# What authority or power does next-of-kin have?



## STEINER (28 Nov 2012)

Hi,

what power if any does a next-of-kin have?  Is he/she just a contact in case of emergency?


----------



## mf1 (28 Nov 2012)

In what context? 

Consent to switch off life support? Authority to make funeral arrangements? Person to be consulted /advised in an emergency? 

There can be conflicting persons who could be described as next of kin. The usual pecking order  would be 
1. Spouse 
2. Non dependent offspring if no spouse 
3. Parent - if no spouse/children 
4. Brother/sister if none of above 

mf


----------



## Thirsty (29 Nov 2012)

Person can also declare who they wish their 'next-of-kin' to be.  As my father is elderly, my sister who is single & childless always lists me.


----------



## STEINER (30 Nov 2012)

mf1 said:


> In what context?
> 
> Consent to switch off life support? Authority to make funeral arrangements? Person to be consulted /advised in an emergency?
> 
> ...



Certainly, all 3 of your contexts are relevant to me.  Here is my case...

Elderly relative with 5 offspring ie the 5 siblings.

A sibling is the next-of-kin (NOK) and is worse than useless.  Original NOK was changed as she moved out and married, living 20 km away.  The new NOK is only 1 km away from parent.

NOK rarely answers her mobile phone.  Parent fell down stairs, but still managed to activate alarm.  NOK had phone off.

Parent is immobile, high dependency, needs 24/7 care, in hospital since Easter.  NOK wouldn't even discuss nursing home option, delayed the process for several months.  This is the only option now and a nice nursing home bed has been secured mainly by efforts of other siblings.

During the hospital stay, there were a few emergencies and NOK could not be contacted.

NOK collects DSP pension for parent.  It is not being lodged to bank.

As far as switching off life support, Doctors have broached this subject, as it will become relevant within a year.  NOK would prolong life at whatever cost.  

I suppose the logical solution is for the parent to change NOK, but parent is too submissive.


----------



## Time (30 Nov 2012)

I have been told when it all boils down to it, the legal precedent for NOK applies. 

So even if I said my parents are now my NOK, my spouse could quite legally overrule them.


----------



## mf1 (30 Nov 2012)

Logical solution is for those persons who actually do something to close ranks and "squeeze" current holder of the title out.
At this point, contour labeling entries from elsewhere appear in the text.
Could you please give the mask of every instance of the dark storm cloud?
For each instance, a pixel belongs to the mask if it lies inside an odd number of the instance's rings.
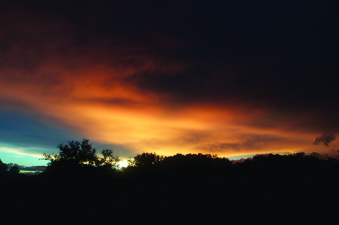
[[[316,138],[313,142],[310,142],[310,143],[314,145],[318,145],[320,144],[323,145],[326,147],[330,146],[330,143],[332,141],[336,140],[336,136],[326,136],[322,135]]]
[[[267,146],[270,143],[277,142],[283,139],[280,137],[267,135],[249,134],[243,135],[243,136],[242,140],[237,142],[210,144],[201,145],[198,148],[210,151],[219,152],[226,151],[230,149],[251,149],[255,146],[260,149],[262,144]]]

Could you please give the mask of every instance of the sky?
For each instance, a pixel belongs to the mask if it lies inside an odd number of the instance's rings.
[[[83,138],[123,165],[338,154],[332,1],[2,1],[4,163],[45,165]]]

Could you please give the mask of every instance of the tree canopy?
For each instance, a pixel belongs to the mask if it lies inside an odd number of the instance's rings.
[[[73,140],[68,142],[68,144],[60,144],[57,147],[59,149],[58,154],[44,152],[43,154],[42,159],[49,161],[49,166],[104,166],[115,169],[122,160],[117,156],[114,156],[111,149],[103,149],[101,152],[102,156],[98,156],[96,149],[92,147],[88,139],[83,139],[81,142]]]
[[[160,164],[164,159],[162,156],[157,155],[155,152],[143,152],[127,160],[129,166],[149,166]]]

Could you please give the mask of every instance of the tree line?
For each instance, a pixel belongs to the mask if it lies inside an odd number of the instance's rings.
[[[0,162],[4,202],[40,205],[47,201],[56,211],[85,217],[89,204],[106,206],[100,208],[107,214],[152,210],[160,215],[181,207],[189,213],[221,209],[233,216],[238,209],[259,212],[298,210],[302,206],[310,211],[338,200],[319,196],[337,185],[339,162],[304,152],[258,155],[233,164],[216,155],[143,152],[130,158],[122,171],[117,169],[121,159],[112,149],[98,154],[88,139],[57,148],[56,154],[43,154],[48,165],[38,175],[20,174],[15,168],[10,172]]]

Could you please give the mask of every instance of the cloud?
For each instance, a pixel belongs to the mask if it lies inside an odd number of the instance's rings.
[[[314,145],[322,144],[326,147],[329,147],[330,143],[335,140],[336,140],[335,136],[333,135],[326,136],[323,135],[321,136],[317,137],[313,142],[310,142],[310,143]]]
Change contact details ( because really that is all they are) with every point of contact. Make sure Doctors are told who is to be contacted in the event of anything. 

Is is fair to say that you believe this is just about money? You could notify DSP that pension is not being lodged - but who will they pay pension to then? You could be opening up a big, big can of worms. Is it worth it? 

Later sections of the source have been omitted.